- Screenshot from the episode
- Episode no.: Series 2 Episode 1 (segment)
- Written by: John Cleese; Graham Chapman;
- Original air date: 15 September 1970

= Piranha Brothers =

Monty Python sketch

"Piranha Brothers" is a Monty Python sketch from the first episode of the second series of Monty Python's Flying Circus. The 14th episode of the series overall, it premiered on BBC1 in the United Kingdom on 15 September 1970. The sketch constitutes a loose pastiche of the Richardson gang and the Kray twins, notorious gangsters from the East End of London in the 1950s and 1960s, and the latter's investigation by Nipper Read.

A slightly re-worked version of the sketch appeared on the album Another Monty Python Record, released in the UK on 8 October 1971, and in the United States on 21 August 1972. It was also featured in Monty Python's Big Red Book, published in 1971.

==Plot==
The premise for the sketch is a BBC current affairs documentary programme, inexplicably titled Ethel the Frog, retrospectively covering the exploits of the brothers Doug and Dinsdale Piranha. We learn through the mockumentary that Dinsdale and Doug were born "on probation" in the slums of London, with their father, Arthur Piranha, employed as a scrap‐metal dealer and TV quizmaster. The brothers are reported to intimidate their victims through 'violence and sarcasm'. Through a series of interviews with their victims, we find out that Dinsdale has a peculiar habit of nailing his foes' heads to the floor, while Doug is reported to be more vicious by assailing his enemies with sarcasm: "He knew all the tricks, dramatic irony, metaphor, bathos, puns, parody, litotes and... satire". One of those interviewed, the stereotypical Italian mobster and recurring Python character Luigi Vercotti, says he has "seen grown men pull off their own heads rather than face Doug".

We are also told by another interviewee, a drag queen girlfriend, that Dinsdale is afraid of "Spiny Norman", a gigantic imaginary hedgehog whose reported size varies on the basis of his mood. The threat of Norman has affected Dinsdale so severely that it leads him to launch a nuclear attack on an aircraft hangar, where Norman was thought to have resided, at Luton Airfield on 22 February 1966, attracting the attention of the authorities ("Even the police began to sit up and take notice.") and causing a trans-Atlantic pursuit led by Police Superintendent Harry "Snapper" Organs of Q Division. At the end of the sketch, which also ends the episode, the creature is revealed as being real and appearing in an animated form bellowing "Dinsdale" beside various English landmarks as the credits roll.

==Album and book==
Another Monty Python Record, released in 1971, features the sketch with a slightly different version, whereas instead of a nuclear attack on the airport, the brothers are said to have napalmed Cheltenham. This version ends with one of the Piranha Brothers' associates interrupting the recording and accidentally scratching the record, causing a continuous loop in the album's run-out groove. The sketch can also be found being re-told in Monty Python's Big Red Book.

==In culture==
The sketch is notable for being highlighted on various 'best of Monty Python lists' featured in magazines, newspapers and websites. Entertainment Weekly listed the act at number 5 on their top 20 essential sketches; GQ Magazine said it was one of four notable mockumentaries; The Daily Beast included it in their funniest routines from the series; The Daily Telegraph reported it as number 5 on their 10 funniest skits; GamesRadar gave it top ranking as number 1 on their compilation of funniest performances; and Nerdist said the piece was one of "The 8 and a Half Most Underrated Monty Python Sketches".

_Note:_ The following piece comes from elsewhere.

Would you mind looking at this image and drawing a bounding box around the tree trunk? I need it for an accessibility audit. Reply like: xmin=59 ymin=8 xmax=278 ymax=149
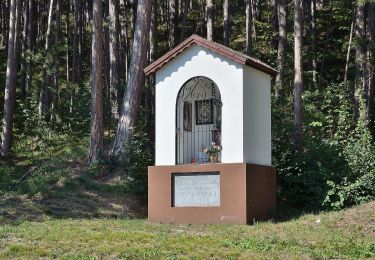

Memorable quotes from the sketch have also been referenced in newspaper and magazine articles throughout the years since it was first broadcast in 1970.

A heavy metal group took its name, Ethel the Frog, from this sketch. The band is best known for taking part in the Metal for Muthas multi-artist compilation album, released in 1980.

The noted Massachusetts-based audio recording facility Q Division Studios takes its name from the police division depicted in this sketch.